One of Chicago’s oldest market research firms, C&R, is putting some spring in its step this month with the launch of a new biannual syndicated report called YouthBeat that’s already debunking some commonly held beliefs about US kid and teen behavior.
YouthBeat data is culled from a monthly online panel that polls 10,000 kids ages six to 18 on a diverse range of subjects – including media consumption, advertising, consumer spending and hobbies & activities. Interestingly, the report divides its results according to grade level, not chronological age, and attempts to show how kids (from kindergarten to grade three) are influenced by tweens (grades four to eight) and teens (grades nine to 12) by juxtaposing the results for each demo.

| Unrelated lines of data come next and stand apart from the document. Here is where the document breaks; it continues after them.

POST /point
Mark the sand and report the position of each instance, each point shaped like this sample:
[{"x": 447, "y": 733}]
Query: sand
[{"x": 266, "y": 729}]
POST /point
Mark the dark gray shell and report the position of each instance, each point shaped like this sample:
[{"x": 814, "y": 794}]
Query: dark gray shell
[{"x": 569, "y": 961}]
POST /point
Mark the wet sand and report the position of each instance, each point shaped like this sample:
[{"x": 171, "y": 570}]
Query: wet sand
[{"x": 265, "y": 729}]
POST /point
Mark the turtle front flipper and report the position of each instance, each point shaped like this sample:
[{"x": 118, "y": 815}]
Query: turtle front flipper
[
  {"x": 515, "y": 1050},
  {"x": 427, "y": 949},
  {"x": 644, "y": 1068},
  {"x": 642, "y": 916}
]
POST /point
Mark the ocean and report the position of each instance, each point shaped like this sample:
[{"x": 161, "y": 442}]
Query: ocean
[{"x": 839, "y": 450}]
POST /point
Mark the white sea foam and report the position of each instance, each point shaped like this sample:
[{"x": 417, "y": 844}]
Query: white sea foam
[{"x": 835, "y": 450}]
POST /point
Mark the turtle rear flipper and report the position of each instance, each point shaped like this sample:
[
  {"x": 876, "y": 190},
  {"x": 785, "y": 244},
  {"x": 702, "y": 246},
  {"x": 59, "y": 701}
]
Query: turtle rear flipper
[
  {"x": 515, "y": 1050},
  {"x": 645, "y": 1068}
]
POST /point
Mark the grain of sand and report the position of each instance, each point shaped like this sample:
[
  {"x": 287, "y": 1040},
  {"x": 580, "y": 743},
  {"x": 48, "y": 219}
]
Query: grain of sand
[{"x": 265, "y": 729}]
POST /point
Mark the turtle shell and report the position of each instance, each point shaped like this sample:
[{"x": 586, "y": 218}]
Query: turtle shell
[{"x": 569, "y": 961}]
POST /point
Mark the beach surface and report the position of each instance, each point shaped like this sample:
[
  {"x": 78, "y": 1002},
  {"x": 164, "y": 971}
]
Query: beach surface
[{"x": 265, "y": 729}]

So far, C&R VP Jacquie Lane, who’s heading up the initiative, has found a few discrepancies between what kids are really doing and what many grown-up marketers believe they’re doing, particularly when it comes to new media consumption and advertising.
Cell phones, for example, are still primarily treated as communication devices by tweens and teens. Both groups are far more likely to be using the multi-purpose gadgets solely for their original raison d’être, chatting and texting, than accessing their media-playing functions. Only 6% of each demo in the survey use their phones for watching video, for example, while 71% of tweens, and 84% of teens polled use them to text.